Четырнадцатилетняя не отвечает. Она не уверена, но, кажется, помнит, как в старые времена, когда она была одна, она подсмотрела, как мама танцевала перед папой на каком-то блюде, голая, потом упала на колени, ползла к папе и говорила, плача, он качал головой, заставил ее еще танцевать, и затем поцеловал и, словно, сказал, «хорошо». И качнул монотонно головой. Да, папа тогда простил измену.
Справа от двери висят лосиные рога, на одном роге красный берет, на другом маленький рюкзачок, в нем бутафория. Папа и дети иной раз переодеваются и уходят бродить странствующими нищими, как бы цыганами.
Папа изображает слепого, на левую руку повязывает желтую повязку, на глазах очки с коричневыми стеклами, в руку берет палку ростом с себя, и две дочери сопровождают отца. С неделю они ходят по Нечерноземной зоне России и пугают ее жителей плачевным, покаянным видом; они танцуют и поют, забредая в очередную деревню. Еще у папы хранится в рюкзачке карта и компас и на каждого по одеялу и разные мелочи. Они выбирают путь так, чтобы засветло пройти от деревни к деревне, ночуют в домах стариков и молодых. Их жалеют, но выжидательно, мол, что скажут, что покажут, что споют, если так вышло… Они ходят, а папа хочет понять Землю и физических людей на ней, ласковой и жестокой.

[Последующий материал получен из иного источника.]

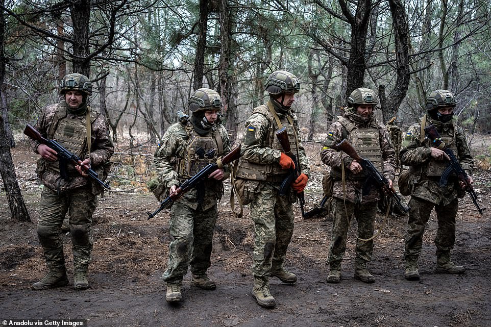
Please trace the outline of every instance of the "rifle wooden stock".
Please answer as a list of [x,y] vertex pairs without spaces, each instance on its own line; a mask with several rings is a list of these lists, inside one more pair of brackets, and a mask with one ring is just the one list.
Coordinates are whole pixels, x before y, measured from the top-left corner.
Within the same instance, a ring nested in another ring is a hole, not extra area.
[[[360,157],[360,155],[356,152],[356,150],[353,147],[351,143],[346,139],[343,139],[342,141],[336,144],[335,149],[342,151],[347,155],[358,161],[363,168],[363,171],[366,175],[367,179],[373,182],[375,185],[378,187],[380,191],[385,191],[396,204],[401,208],[405,212],[408,212],[409,209],[406,208],[402,204],[402,200],[397,194],[396,189],[392,186],[389,187],[388,180],[385,178],[383,175],[380,173],[375,166],[374,166],[372,162],[368,159],[365,159]],[[342,164],[342,162],[341,163]],[[367,185],[365,183],[365,185]],[[363,187],[364,191],[365,187]]]
[[176,190],[176,193],[174,193],[160,203],[158,209],[153,213],[147,211],[146,213],[149,215],[148,219],[155,216],[160,211],[164,209],[170,208],[174,203],[180,199],[183,195],[186,194],[191,189],[195,187],[199,183],[201,183],[208,178],[212,172],[218,168],[217,162],[219,161],[224,165],[227,165],[234,160],[240,158],[240,147],[237,146],[232,149],[226,156],[217,160],[217,163],[208,164],[204,168],[198,171],[195,175],[188,180],[186,180]]
[[[450,177],[450,175],[452,172],[457,175],[459,181],[462,182],[465,184],[465,191],[471,197],[471,199],[472,200],[473,203],[474,204],[474,206],[477,209],[477,211],[479,212],[481,215],[482,215],[482,211],[484,209],[481,209],[479,207],[479,204],[477,203],[477,194],[476,194],[476,192],[474,191],[474,188],[472,187],[472,185],[471,184],[469,180],[469,177],[467,173],[462,169],[460,167],[460,164],[459,164],[458,160],[457,160],[457,158],[454,154],[453,151],[451,149],[449,148],[445,145],[445,142],[441,141],[440,138],[440,134],[436,130],[436,128],[433,124],[425,128],[425,133],[428,135],[428,137],[430,140],[433,142],[433,145],[435,147],[443,150],[447,155],[449,156],[450,158],[450,162],[448,164],[448,167],[445,169],[441,174],[441,178],[440,179],[440,186],[443,187],[446,187],[448,184],[448,179]],[[458,186],[460,187],[460,185]]]
[[342,151],[359,163],[361,163],[363,160],[363,158],[358,154],[356,150],[353,147],[351,143],[346,139],[343,139],[342,141],[336,144],[335,149]]

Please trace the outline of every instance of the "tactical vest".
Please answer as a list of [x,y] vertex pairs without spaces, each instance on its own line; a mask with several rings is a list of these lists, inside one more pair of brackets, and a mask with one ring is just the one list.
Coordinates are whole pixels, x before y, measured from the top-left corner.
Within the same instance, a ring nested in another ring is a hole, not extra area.
[[[379,171],[382,171],[382,149],[380,148],[379,129],[375,120],[362,128],[355,128],[356,125],[346,117],[340,117],[338,121],[348,132],[347,137],[353,148],[361,158],[368,159]],[[339,179],[341,177],[340,168],[332,167],[332,176]],[[366,178],[363,174],[353,174],[349,169],[345,169],[345,178],[361,180]]]
[[[440,129],[438,129],[438,133],[440,134],[441,141],[445,143],[447,147],[453,152],[454,155],[457,157],[457,142],[456,141],[457,130],[453,124],[452,127],[452,128],[448,129],[448,130],[445,132],[439,130]],[[433,142],[428,141],[426,146],[432,147]],[[441,176],[447,168],[447,160],[435,160],[432,158],[426,165],[426,175],[429,177]]]
[[[267,135],[263,145],[266,147],[269,147],[274,150],[279,150],[284,153],[285,150],[276,135],[276,131],[279,129],[278,123],[267,106],[263,105],[255,108],[253,114],[255,113],[259,113],[264,116],[269,123]],[[283,127],[286,129],[291,152],[298,158],[296,127],[290,123],[286,116],[282,116],[281,117],[279,116],[279,118]],[[296,165],[297,163],[295,163],[295,164]],[[239,160],[236,175],[239,178],[247,180],[278,182],[283,181],[285,179],[285,175],[289,172],[287,169],[282,169],[281,167],[278,163],[258,164],[249,162],[241,158]]]
[[[100,113],[97,111],[91,110],[89,107],[87,108],[90,113],[91,125]],[[83,160],[88,149],[87,146],[87,121],[85,116],[84,116],[82,118],[69,118],[67,117],[67,113],[66,107],[59,104],[57,106],[56,113],[47,131],[48,138],[56,140],[65,149]],[[46,161],[46,168],[60,172],[59,160],[53,162]],[[67,163],[66,168],[69,175],[79,175],[73,164]]]
[[[176,170],[180,177],[191,178],[209,164],[215,163],[223,154],[223,140],[214,127],[207,136],[196,133],[190,122],[187,123],[185,129],[188,138],[176,154]],[[213,150],[214,153],[211,154]]]

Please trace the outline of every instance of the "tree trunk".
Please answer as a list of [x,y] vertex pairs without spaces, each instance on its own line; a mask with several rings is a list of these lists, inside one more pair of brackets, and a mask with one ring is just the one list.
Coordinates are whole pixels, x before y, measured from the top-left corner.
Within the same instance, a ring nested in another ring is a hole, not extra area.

В деревне Глядково троица стала свидетелем похорон и затем величественной перемены веры.
Светом вдоль дороги слепило солнце, машины проезжая, мешали похоронной процессии, рядом с папой соседка покойника, радостная, рассказывает о возвращении мужа, что, «стал на колени и плакал, я заплакала, и я уснула, а прежде простила, а он вышел во двор, упал на землю, я из окна глядела, и уснул. После я просыпаюсь от крика: Семен, Семен! И плач, и стук, и стоны, Семен! Я побежала, вижу, Марта кричит, волнуется, потом садится на ступеньки и стонет. Утро красивенькое, пухленькое и стон, Семен. Тут мой проснулся».